An Israeli helicopter struck a festival in the Gaza Strip on October 7, injuring scores of people

Gaza war casts shadow over preparations for Iran…parliamentary elections

The war between Israel and Hamas has drawn much attention in politics and local media, leaving limited campaign space for parliamentary elections scheduled for March 2024 in which conservatives will seek to tighten their grip on power.

Of the 24,982 applicants, 28 per cent of them were excluded in the initial screening stage overseen by the Home Ministry-affiliated Elections Commission, officials announced last week.

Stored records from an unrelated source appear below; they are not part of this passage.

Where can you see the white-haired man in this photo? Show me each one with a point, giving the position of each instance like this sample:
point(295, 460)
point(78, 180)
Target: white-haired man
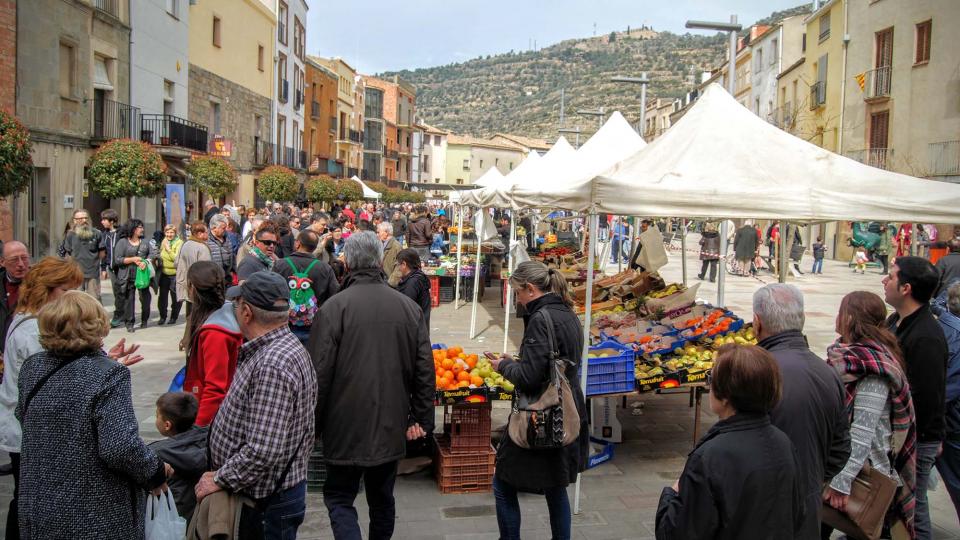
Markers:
point(811, 410)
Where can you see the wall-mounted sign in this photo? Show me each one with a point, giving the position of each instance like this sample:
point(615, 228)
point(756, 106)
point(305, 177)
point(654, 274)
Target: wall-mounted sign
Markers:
point(220, 147)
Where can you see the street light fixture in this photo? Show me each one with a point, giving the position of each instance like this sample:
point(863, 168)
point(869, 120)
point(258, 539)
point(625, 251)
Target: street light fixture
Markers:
point(732, 27)
point(575, 130)
point(643, 81)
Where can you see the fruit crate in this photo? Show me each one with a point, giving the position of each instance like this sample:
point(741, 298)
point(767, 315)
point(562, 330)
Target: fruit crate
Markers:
point(466, 427)
point(612, 374)
point(464, 473)
point(316, 470)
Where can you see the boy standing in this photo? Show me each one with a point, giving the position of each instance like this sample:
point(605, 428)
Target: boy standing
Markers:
point(184, 448)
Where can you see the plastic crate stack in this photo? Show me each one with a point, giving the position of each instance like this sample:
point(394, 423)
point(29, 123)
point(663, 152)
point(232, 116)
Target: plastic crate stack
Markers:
point(465, 458)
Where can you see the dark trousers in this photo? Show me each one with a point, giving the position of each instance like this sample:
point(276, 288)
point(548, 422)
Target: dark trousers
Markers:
point(276, 517)
point(117, 296)
point(508, 511)
point(168, 288)
point(340, 490)
point(712, 265)
point(13, 521)
point(129, 294)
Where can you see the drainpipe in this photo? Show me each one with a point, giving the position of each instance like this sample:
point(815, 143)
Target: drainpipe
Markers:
point(843, 78)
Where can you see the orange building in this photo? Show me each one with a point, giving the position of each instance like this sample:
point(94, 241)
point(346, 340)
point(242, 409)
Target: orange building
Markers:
point(399, 109)
point(320, 120)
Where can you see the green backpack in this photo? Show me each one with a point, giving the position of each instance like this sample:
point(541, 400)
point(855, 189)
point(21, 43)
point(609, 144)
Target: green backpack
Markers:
point(303, 301)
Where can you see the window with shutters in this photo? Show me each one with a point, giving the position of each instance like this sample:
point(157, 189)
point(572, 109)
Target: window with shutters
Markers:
point(922, 55)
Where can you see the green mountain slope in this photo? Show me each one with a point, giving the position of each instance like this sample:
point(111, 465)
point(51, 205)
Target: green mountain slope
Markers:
point(519, 92)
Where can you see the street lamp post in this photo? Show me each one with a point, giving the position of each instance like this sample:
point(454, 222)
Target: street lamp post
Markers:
point(643, 81)
point(732, 27)
point(574, 130)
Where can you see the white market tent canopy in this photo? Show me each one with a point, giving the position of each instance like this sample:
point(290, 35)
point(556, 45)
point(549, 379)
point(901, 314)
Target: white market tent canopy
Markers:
point(613, 142)
point(722, 161)
point(367, 192)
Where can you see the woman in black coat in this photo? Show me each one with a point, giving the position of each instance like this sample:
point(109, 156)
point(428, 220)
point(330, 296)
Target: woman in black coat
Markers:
point(741, 481)
point(413, 282)
point(541, 471)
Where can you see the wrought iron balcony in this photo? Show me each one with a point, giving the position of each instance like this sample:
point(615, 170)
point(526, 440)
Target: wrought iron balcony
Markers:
point(876, 84)
point(263, 152)
point(944, 158)
point(114, 120)
point(880, 158)
point(818, 94)
point(169, 130)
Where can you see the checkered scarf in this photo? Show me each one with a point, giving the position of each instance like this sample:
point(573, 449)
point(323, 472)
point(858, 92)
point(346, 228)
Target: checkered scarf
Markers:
point(857, 360)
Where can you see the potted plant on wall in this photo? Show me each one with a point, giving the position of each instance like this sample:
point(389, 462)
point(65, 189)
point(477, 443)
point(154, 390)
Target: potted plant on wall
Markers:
point(123, 168)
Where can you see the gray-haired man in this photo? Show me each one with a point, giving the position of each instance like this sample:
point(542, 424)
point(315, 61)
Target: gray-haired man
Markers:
point(811, 411)
point(404, 407)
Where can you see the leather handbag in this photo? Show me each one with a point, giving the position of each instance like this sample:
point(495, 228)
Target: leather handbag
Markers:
point(871, 494)
point(550, 419)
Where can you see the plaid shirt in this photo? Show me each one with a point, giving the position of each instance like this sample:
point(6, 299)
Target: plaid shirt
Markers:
point(267, 416)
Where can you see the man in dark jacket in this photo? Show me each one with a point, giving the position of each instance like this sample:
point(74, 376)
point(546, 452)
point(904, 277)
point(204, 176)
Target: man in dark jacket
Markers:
point(394, 363)
point(908, 289)
point(320, 276)
point(16, 262)
point(811, 410)
point(414, 284)
point(421, 233)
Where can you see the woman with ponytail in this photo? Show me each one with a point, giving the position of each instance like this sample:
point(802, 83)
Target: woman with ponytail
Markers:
point(882, 422)
point(539, 290)
point(212, 339)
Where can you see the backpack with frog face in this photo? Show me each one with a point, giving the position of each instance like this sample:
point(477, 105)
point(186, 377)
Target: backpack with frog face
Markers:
point(303, 301)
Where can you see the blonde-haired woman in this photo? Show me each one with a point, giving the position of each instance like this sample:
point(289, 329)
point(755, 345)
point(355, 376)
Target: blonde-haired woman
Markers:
point(169, 250)
point(85, 468)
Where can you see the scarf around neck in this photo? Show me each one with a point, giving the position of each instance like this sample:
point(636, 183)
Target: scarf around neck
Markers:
point(853, 362)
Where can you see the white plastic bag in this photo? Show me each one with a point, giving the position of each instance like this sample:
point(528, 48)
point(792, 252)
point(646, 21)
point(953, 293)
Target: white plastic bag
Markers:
point(162, 520)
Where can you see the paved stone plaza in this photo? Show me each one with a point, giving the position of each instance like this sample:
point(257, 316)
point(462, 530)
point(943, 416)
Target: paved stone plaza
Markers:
point(619, 497)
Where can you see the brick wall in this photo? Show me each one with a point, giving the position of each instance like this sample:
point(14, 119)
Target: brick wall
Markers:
point(8, 54)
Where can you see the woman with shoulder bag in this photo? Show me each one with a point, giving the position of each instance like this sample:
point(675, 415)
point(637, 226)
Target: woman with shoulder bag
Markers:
point(543, 292)
point(882, 422)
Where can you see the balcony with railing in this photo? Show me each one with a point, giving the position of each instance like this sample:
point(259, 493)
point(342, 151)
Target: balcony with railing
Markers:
point(107, 6)
point(876, 84)
point(944, 158)
point(880, 158)
point(293, 158)
point(114, 120)
point(263, 152)
point(169, 130)
point(818, 94)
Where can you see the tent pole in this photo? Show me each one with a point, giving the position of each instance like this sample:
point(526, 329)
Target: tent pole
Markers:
point(683, 248)
point(506, 308)
point(476, 276)
point(587, 319)
point(721, 278)
point(783, 259)
point(456, 292)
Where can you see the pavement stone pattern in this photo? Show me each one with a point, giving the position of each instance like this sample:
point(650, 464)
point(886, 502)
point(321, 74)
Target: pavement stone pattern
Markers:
point(619, 498)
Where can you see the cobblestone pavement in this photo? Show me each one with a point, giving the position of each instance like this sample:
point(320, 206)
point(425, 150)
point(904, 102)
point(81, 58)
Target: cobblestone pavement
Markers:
point(619, 498)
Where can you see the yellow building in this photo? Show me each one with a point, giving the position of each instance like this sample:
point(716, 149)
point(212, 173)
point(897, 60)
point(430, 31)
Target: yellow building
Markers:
point(231, 86)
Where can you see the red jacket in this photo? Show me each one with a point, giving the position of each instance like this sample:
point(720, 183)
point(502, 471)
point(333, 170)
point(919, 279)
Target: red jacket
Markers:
point(213, 361)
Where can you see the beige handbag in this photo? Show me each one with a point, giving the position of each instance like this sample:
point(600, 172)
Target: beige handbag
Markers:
point(870, 496)
point(550, 420)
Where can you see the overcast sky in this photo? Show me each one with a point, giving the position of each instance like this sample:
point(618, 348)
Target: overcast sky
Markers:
point(376, 35)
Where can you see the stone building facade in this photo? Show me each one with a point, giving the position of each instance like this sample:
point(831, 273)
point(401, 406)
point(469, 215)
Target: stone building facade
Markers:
point(86, 51)
point(243, 118)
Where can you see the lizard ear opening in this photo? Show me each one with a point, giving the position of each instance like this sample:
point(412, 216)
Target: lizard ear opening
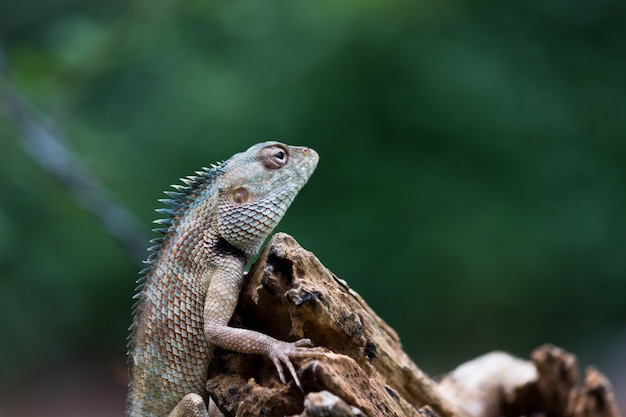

The number of candidates contesting on March 1, 2024 cannot be predicted, a month before the election date, before the lists are finalized to renew the 209 seats in Parliament and 88 seats in the Council of Experts. .


With ongoing preparations, Iranians are reeling from mounting economic woes and the aftermath of the massive protest movement that rocked the country in September 2022 following the death of young woman Mahsa Amini, who was arrested by morality police in Tehran. Reason for wearing bad hijab.

Political analyst Ahmad Zeytabadi expects voters to continue to stay away from the ballot box if “the (Islamic Republic’s) political system cannot provide them with hope and motives for change.”

Among the growing concerns among Iranians are the devastating impact of the war on the Gaza Strip and the possibility of Tehran becoming involved in a war between Israel and Hamas whose scope could expand beyond the Gaza Strip.

Zaytabadi felt that the development of the war between Israel and Hamas could affect the results of the parliamentary elections, as the Iranian-backed Islamist opposition movement “Hamas” “would weaken the position of the supporters of the government if it happened”.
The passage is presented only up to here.